How often we hear it said that children are like sponges. That’s a big benefit to learning languages early on. Especially if they can be in an environment as they are learning, where they are able to join in conversation.
We all know that children learn best by learning and doing. So naturally, when it comes to learning a foreign language we want to encourage them to learn one that they can use. We want to engage them in activities where they have the opportunity to learn. You start by using simple words and phrases to start. Our kids have lots to do; I know mine are always super busy! That means when we start teaching a language we need to also begin speaking it right away. Reading and writing the new language can come later. Whatever our children are learning, we want them to be confident in it and that confidence will come from them using what they’ve learned, as often as they can. It’s important to keep in mind that anything that our children are learning is most easily learned when linked to an activity. Vocabulary lists don’t do any good alone themselves, when our children learn something that matters, and it is learned in context, it is more likely that they remember them.
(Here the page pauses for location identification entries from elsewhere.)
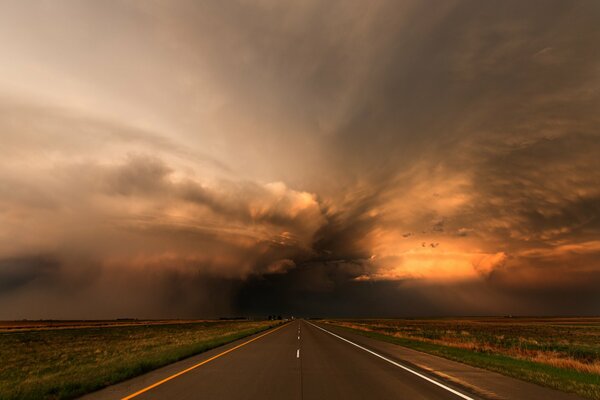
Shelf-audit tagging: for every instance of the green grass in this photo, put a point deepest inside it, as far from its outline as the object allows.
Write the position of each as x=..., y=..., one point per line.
x=564, y=379
x=66, y=363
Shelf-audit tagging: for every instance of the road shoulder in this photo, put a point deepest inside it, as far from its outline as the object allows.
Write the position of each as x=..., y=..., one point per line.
x=487, y=384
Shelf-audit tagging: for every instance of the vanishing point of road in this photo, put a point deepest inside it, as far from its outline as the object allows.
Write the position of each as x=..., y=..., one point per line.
x=298, y=360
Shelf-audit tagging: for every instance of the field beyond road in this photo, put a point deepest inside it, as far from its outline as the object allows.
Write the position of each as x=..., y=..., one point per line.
x=65, y=360
x=561, y=353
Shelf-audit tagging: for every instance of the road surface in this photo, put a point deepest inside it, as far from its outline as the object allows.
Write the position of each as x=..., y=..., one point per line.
x=298, y=361
x=308, y=361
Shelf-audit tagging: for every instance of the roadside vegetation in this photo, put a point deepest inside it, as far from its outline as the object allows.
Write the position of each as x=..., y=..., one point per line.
x=561, y=353
x=58, y=362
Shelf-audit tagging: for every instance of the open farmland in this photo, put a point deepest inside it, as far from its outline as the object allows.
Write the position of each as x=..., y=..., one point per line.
x=48, y=360
x=562, y=353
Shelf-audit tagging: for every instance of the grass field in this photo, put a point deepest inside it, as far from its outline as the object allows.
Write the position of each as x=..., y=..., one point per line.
x=562, y=353
x=46, y=360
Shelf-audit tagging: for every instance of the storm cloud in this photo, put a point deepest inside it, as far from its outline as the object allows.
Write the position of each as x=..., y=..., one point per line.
x=199, y=159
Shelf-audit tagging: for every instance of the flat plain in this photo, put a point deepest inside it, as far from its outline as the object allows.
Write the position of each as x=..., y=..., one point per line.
x=561, y=353
x=62, y=360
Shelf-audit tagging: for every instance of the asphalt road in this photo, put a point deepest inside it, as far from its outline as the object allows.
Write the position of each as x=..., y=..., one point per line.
x=300, y=361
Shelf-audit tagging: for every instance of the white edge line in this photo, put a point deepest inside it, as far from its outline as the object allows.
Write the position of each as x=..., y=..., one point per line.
x=459, y=394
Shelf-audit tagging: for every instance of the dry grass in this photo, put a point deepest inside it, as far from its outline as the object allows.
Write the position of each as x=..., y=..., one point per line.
x=562, y=342
x=62, y=363
x=562, y=353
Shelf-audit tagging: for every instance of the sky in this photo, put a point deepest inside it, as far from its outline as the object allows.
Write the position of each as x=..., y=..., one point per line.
x=189, y=159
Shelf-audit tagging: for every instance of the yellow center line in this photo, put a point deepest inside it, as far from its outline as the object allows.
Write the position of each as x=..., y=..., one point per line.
x=131, y=396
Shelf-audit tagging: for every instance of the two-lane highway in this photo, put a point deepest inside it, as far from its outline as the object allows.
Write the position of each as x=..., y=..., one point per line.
x=299, y=360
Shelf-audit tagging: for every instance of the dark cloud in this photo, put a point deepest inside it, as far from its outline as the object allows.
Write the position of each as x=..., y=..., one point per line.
x=325, y=158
You can start off by using simple conversation and useful phrases. Or how about a song that helps them learn a particular phrase? Whatever you teach, make sure it is something useful! Think about what your children enjoy talking about and start there.
Next you can move onto typical daily needs, their family and life (what we do), how they feel, what they like and dislike. How about their interests? My son was thrilled to get a list via email of his favorite superhero names in Mandarin Chinese. It is also good for them to know how to ask questions; getting information helps us in conversation right?
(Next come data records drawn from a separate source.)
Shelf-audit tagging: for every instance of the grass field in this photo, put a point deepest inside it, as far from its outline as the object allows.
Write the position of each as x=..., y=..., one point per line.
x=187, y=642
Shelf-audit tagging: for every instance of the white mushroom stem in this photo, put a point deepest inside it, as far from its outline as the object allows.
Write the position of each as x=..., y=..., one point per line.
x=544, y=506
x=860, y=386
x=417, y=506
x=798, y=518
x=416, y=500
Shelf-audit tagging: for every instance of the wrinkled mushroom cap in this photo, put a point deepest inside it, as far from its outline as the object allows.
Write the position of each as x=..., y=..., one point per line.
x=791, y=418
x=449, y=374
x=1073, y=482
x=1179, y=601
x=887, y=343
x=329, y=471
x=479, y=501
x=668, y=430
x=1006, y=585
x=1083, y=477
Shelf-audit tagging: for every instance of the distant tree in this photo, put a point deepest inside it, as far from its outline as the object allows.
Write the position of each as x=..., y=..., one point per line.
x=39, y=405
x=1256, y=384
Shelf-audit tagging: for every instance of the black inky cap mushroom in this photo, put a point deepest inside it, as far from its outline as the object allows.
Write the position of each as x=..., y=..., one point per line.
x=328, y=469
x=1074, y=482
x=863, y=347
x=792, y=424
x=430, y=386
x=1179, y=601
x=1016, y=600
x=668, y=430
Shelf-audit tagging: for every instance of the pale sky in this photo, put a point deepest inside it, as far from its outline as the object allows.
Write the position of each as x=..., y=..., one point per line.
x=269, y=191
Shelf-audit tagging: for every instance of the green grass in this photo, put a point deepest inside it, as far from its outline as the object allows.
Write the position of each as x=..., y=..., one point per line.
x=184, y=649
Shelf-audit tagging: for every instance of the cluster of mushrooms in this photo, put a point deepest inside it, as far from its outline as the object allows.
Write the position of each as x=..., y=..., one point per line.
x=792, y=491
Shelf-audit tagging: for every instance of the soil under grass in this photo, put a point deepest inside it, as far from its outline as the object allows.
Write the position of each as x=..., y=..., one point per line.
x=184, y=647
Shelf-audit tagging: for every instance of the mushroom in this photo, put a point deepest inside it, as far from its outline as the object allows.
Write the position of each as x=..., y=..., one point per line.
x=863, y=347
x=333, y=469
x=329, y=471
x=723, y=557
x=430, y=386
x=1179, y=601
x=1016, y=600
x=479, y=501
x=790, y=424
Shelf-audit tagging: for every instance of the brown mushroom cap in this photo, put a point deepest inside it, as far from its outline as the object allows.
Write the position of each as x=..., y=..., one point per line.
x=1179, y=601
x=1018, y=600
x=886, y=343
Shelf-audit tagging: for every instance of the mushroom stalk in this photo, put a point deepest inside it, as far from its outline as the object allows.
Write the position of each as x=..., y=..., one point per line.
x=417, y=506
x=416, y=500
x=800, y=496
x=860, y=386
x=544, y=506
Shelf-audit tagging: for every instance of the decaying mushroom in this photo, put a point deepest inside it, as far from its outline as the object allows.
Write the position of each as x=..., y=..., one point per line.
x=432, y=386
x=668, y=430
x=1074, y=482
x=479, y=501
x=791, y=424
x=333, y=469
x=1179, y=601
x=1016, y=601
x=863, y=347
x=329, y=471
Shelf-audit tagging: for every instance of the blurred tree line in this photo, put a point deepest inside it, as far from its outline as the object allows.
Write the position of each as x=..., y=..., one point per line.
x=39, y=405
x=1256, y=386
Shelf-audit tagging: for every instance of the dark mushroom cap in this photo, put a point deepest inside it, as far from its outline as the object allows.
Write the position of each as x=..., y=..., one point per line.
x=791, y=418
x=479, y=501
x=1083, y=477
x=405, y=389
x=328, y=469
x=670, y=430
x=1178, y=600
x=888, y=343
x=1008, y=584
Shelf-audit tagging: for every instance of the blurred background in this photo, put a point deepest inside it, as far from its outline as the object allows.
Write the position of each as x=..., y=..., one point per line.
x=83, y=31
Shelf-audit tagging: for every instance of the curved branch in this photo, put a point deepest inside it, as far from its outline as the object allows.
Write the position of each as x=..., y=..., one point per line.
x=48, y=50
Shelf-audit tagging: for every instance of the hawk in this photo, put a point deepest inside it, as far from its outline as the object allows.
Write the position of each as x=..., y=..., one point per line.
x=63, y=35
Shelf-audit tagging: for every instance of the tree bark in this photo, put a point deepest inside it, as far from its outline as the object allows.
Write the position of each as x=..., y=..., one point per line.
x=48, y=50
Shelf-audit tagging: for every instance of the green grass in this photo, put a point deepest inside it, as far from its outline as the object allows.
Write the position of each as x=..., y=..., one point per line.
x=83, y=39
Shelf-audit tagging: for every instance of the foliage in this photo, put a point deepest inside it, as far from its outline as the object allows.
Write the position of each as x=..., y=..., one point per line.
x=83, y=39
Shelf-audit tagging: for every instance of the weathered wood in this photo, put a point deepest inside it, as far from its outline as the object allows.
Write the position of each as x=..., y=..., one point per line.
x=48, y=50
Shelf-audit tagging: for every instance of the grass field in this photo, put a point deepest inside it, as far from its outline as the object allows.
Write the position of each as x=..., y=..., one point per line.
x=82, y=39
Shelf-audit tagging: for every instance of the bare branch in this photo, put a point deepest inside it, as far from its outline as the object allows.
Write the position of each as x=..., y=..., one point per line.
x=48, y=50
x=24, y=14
As they understand and become more comfortable with the phrases they have learned and and get used to using them, in time, they will begin to make their own phrases and further developing their speaking abilities.
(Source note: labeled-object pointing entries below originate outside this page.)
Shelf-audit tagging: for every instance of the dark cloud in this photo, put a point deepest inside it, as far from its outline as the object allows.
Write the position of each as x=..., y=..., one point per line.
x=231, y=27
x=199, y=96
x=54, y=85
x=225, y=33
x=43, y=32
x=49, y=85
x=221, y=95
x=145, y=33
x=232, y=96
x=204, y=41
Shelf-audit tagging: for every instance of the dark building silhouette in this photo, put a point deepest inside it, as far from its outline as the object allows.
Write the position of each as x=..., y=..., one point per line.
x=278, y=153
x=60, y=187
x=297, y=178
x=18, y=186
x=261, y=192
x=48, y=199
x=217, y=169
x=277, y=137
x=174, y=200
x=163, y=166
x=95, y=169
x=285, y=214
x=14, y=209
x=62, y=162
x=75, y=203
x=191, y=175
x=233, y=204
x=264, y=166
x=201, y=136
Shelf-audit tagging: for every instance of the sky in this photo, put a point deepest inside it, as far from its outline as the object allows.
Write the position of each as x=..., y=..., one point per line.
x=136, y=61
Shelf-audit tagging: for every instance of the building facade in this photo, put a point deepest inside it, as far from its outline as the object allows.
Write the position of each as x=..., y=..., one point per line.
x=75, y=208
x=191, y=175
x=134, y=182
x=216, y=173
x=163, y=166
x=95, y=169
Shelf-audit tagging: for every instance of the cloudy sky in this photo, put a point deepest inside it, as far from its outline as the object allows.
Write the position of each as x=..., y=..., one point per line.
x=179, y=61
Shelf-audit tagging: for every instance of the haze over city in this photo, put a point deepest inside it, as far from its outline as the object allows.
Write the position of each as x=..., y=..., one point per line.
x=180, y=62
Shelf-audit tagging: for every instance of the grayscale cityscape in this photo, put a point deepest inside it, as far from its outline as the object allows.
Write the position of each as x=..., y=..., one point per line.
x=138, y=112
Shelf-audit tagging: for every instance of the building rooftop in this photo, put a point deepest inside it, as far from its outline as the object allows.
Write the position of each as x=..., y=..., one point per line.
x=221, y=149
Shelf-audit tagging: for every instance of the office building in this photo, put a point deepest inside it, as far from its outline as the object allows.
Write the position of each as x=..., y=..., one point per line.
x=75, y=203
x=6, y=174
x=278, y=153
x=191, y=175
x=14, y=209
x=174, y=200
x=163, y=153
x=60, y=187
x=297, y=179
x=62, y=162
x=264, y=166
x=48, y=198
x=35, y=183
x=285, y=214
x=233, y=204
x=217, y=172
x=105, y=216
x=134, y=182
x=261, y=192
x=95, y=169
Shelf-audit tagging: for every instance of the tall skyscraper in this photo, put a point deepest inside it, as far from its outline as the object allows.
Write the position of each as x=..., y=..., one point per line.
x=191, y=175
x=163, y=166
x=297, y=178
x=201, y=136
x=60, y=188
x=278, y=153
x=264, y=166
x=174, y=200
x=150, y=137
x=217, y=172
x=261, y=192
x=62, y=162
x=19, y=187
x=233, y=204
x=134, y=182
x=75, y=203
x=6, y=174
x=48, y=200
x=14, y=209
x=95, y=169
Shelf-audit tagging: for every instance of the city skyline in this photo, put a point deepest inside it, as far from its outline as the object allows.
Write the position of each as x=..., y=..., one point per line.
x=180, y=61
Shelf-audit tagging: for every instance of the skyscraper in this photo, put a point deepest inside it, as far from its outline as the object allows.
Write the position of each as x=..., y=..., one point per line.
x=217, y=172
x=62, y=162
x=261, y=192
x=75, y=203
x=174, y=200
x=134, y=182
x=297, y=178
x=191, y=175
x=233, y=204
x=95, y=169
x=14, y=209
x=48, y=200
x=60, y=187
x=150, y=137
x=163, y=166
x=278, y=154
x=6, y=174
Consider starting your foreign language learning with phrases like these:
- I don’t understand
- Say it again
- How do I do it?
- Thank you
- Excuse me
- Can I we play?
- My name is….
You could make a checklist as well. Remember, our goal is for our children to be able to engage in conversation with others naturally. We also want them to be able to share the things that are important to them, with others. Keep it simple. Remember when your children first began speaking? Use that as a model to guide you in your foreign learning.
There’s a fun game we like to play when we are learning about how to express feelings. One of us will pretend to be tired, hungry, mad or sad. One will say “What’s the matter?” and then others begin to guess by asking questions like; “Are you embarrassed?”, “Are you scared?” and “Are you excited?”. We take turns in this way so that we can use the words for the different feelings, while also showing how they can be expressed by others. This also allows us to learn how to respond to those who are feeling certain ways.
As a mom the most important things for me to know are phrases that encourage discussion and explanation. It also helps to be able to ask questions. Questions that are easily answered with a simple “yes” or “no” can be very helpful. I also want to be able to provide praise and direction as needed. Sometimes it is just a simple phrase like “well done” and other times it may be a phrase such as “It’s time to clean up.”
I know my children love to talk about the things they are doing and the ideas that they have. So, I like to make sure that what they are learning fits their situations and experiences. I like to have my own “checklist”, this is not something that I share with my kids, but just something to keep me on track. In this way I can plan and record what we are learning as well as what we need to learn. This can also be a basic outline of what they want to learn (like animals, foods or places to go); I can tailor this to my kid’s interests and at the same time include; colors, numbers, shapes, ways to greet a friend or say goodbye.
- Numbers ~ how much, how many
- Colors ~ What color is this?
- Nouns ~ what is this? classification? plural forms?
- Conjunctions ~ and, or ~ “is this a….or a…..”
- Verbs ~ to be (I am), to have (I’ve got), questions like “Are you” or “Aren’t you?”
- Presuppositions Place~ in, on, under, near ~ Where is it? Where are they?
- Instructions ~ Stop, Go, Left/Right, Go Around, Under, Over
- Adjectives ~ big, little, happy, sad
- Pronouns ~ I, you he/she, we, they, my, yours, his/hers, its, ours, theirs (who/whose)
- Verbs ~ want/don’t want (apple or to go or park or eat or drink) “are we going?” “can we?”, “do you like?”
- Time ~ days of the week; meal time, hours/minutes, seasons, morning, afternoon, evening, night; “when”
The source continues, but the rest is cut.